UWM Research Foundation teams Engineering, Geosciences, Biological Sciences to develop emerging PFAS removal strategy

Yin Wang

The UWM Research Foundation has awarded seed funding to three UWM faculty members to develop an emerging strategy—the use of bioreactors—to help safely remove per- and polyfluoroalkyl substances (PFAS) from the environment. Banned by the EPA, these manmade chemicals, which are toxic to humans and wildlife, do not break down and remain in our soil and water.

The $50,000 in funding came from the foundation’s Catalyst Grant Program, which supports promising research and development in areas where UWM has the greatest potential to impact the regional economy through commercialization activities.

The grant was awarded to Shangping Xu, associate professor, geosciences, Yin Wang, associate professor, civil & environmental engineering, and Erica Young, professor, biological sciences, to develop cost-effective bioreactors that can accumulate PFAS and aid in its removal from water.

Bioreactors, Wang explains, aim to remove PFAS in challenging environmental conditions, such as high dissolved organic carbon and salt concentrations. “Conventional technologies are not efficient for PFAS removal under such conditions,” he says.

Engineering ways to safely remove PFAS from the environment—by using advanced materials and technologies—is one of Wang’s areas of expertise. His PFAS-related research has been funded by the U.S. Department of Defense, the Wisconsin Department of Natural Resources and the IUCRC Water Equipment and Policy Center.
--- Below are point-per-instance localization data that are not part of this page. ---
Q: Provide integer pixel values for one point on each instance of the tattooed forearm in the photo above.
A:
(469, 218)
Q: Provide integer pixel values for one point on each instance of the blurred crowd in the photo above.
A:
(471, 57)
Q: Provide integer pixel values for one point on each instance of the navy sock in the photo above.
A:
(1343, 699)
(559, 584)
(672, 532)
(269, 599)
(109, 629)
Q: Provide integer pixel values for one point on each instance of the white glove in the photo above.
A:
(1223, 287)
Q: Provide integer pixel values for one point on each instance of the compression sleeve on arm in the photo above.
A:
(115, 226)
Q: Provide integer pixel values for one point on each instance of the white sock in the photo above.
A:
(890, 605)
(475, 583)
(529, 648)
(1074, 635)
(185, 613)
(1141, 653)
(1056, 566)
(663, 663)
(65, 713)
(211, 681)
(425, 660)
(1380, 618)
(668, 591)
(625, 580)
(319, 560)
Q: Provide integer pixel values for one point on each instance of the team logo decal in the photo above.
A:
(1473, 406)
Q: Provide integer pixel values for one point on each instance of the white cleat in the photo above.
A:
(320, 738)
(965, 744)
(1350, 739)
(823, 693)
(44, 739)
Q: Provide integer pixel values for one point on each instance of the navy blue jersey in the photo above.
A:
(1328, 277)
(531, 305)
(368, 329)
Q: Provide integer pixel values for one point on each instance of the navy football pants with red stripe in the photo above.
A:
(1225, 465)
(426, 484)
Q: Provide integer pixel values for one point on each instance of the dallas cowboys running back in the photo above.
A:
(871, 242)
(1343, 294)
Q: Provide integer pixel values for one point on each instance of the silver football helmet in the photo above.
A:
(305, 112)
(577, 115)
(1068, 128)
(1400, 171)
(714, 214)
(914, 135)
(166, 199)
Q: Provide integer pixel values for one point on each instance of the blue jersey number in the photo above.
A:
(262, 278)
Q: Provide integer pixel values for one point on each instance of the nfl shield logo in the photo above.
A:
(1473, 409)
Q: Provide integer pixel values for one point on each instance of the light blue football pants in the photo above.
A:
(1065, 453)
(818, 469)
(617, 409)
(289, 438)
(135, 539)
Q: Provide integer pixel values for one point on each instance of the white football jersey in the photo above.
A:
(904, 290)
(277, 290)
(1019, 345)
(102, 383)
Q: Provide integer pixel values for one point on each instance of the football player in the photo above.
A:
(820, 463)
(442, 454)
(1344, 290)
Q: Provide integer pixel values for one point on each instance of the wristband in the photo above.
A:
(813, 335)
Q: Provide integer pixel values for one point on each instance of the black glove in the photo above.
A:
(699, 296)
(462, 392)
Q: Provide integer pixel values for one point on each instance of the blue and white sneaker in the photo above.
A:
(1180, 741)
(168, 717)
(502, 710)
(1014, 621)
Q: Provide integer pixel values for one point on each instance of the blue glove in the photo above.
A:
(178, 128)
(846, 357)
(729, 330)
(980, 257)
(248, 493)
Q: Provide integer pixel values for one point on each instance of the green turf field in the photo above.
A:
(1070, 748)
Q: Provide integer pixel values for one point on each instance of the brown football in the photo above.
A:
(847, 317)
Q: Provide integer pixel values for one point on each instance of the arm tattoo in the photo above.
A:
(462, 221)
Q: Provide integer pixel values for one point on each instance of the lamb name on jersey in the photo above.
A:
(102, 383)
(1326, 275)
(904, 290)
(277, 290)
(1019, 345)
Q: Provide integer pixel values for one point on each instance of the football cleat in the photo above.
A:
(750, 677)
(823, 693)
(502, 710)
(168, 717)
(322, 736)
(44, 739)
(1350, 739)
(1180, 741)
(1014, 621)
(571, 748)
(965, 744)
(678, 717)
About UWM Research Foundation catalyst grants  

Now in its 14th year, the Catalyst Grant Program, supported by the Lynde and Harry Bradley Foundation, has awarded over $5.5 million in seed funding for more than 100 projects. These projects have led to 55 issued patents, 31 license/option agreements and more than $23.4 million in follow-on investments in UWM technologies.

Wang’s catalyst grant was one of three new UWM research projects, two of which include researchers from the College of Engineering & Applied Science, that will divide $150,000 in Catalyst Grant seed funding from the UWM Research Foundation.